Starbucks recorded robust increases in global traffic, increasing popularity of its Starbucks loyalty cards, efficiency improvements, while cost controls and lower coffee costs boosted profits.
Of the 1,400 cafes scheduled to open in 2014, half are in Asia, 600 in the Americas and 100 in Europe, Africa and the Middle East. Most of Starbucks’ stores and profit still come from the Americas, primarily the United States and Canada.
Another strong performer was the company’s “channel development” business, which sells coffee, tea, and other products in grocery stores, on airlines and elsewhere. Its operating income increased 14%, to $96.3 million.

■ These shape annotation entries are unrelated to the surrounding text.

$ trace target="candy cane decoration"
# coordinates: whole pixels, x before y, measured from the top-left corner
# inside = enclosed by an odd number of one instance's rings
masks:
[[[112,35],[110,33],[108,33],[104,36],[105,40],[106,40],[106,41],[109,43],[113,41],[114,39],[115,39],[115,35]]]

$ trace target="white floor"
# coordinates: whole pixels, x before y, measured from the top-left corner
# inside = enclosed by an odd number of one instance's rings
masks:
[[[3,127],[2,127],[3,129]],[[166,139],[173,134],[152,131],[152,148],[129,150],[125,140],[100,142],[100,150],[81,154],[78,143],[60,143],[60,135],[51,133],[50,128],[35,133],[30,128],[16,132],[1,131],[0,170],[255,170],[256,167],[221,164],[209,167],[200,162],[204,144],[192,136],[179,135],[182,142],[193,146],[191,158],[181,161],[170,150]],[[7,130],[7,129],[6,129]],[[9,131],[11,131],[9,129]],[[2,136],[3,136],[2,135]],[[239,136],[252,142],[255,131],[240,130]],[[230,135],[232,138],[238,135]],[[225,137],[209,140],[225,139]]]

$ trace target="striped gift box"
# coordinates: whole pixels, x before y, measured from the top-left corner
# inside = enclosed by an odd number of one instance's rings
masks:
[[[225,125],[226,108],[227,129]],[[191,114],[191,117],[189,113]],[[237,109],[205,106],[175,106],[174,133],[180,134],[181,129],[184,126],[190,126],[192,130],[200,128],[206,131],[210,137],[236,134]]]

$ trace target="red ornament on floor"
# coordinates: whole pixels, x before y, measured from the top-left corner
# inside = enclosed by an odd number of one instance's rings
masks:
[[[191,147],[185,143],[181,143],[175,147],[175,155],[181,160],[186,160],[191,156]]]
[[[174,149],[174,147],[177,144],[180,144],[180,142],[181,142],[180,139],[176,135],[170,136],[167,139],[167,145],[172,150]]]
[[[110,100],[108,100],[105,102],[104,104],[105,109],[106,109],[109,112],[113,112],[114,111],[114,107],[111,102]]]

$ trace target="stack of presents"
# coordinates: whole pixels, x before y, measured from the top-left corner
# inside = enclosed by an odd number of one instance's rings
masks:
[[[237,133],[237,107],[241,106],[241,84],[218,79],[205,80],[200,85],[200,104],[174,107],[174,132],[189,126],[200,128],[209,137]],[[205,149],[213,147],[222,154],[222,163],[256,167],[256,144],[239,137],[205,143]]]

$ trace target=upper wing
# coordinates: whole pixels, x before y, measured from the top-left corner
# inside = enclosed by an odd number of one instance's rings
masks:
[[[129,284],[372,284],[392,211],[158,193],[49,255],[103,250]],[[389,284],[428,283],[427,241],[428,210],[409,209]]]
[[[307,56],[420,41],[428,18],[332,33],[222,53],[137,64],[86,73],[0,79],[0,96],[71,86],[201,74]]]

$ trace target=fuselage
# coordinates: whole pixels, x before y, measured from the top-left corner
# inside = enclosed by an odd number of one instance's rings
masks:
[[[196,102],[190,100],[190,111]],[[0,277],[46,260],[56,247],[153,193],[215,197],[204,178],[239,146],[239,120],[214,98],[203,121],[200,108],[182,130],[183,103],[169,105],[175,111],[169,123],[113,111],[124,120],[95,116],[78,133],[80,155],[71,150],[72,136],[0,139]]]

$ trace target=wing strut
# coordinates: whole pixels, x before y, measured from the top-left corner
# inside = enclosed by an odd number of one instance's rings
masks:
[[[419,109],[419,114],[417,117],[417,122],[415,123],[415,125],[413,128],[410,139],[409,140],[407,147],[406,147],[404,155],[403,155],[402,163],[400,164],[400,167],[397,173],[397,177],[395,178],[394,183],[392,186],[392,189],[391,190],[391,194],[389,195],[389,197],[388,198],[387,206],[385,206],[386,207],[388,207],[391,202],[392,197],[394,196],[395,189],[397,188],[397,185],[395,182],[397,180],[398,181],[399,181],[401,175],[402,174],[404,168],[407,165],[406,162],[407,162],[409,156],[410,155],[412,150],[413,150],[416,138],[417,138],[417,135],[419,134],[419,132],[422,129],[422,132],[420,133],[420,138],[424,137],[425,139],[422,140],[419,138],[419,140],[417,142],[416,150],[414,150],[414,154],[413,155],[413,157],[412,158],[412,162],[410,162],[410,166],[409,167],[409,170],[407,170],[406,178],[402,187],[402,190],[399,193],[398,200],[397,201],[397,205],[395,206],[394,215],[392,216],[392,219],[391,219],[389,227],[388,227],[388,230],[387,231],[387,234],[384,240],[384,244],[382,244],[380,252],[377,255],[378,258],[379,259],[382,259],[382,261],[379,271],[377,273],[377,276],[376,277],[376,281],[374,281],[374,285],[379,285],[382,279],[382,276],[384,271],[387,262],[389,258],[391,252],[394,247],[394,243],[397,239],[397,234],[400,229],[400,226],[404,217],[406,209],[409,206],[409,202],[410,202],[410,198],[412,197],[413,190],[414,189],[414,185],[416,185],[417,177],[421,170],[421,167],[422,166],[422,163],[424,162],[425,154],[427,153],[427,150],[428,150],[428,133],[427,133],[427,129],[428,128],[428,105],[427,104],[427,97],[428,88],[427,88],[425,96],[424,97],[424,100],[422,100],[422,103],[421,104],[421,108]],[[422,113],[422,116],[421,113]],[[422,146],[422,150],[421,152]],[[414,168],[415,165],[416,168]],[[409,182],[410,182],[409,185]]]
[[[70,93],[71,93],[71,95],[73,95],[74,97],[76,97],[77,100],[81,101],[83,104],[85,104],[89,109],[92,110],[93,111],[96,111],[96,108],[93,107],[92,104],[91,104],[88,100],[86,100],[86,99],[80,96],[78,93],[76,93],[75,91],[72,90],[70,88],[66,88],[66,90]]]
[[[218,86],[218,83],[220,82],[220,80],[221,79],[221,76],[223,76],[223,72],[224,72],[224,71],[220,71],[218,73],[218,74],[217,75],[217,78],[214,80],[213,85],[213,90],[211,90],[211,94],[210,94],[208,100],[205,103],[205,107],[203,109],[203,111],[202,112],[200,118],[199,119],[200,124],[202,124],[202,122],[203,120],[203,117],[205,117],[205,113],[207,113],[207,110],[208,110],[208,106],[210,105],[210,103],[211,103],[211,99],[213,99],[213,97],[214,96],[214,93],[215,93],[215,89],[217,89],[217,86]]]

Starbucks’ struggling Europe, Middle East, and Africa business registered a sharp increase in operating income from $1.6 million to $9.3 million on a modest 2% revenue gain. The low figure a year ago — which changed from a previously reported number of $2.6 million because the company shifted accounting for certain costs — was mostly due to costs in changing its distribution model in the U.K.
Global comparable same-store sales grew 8%.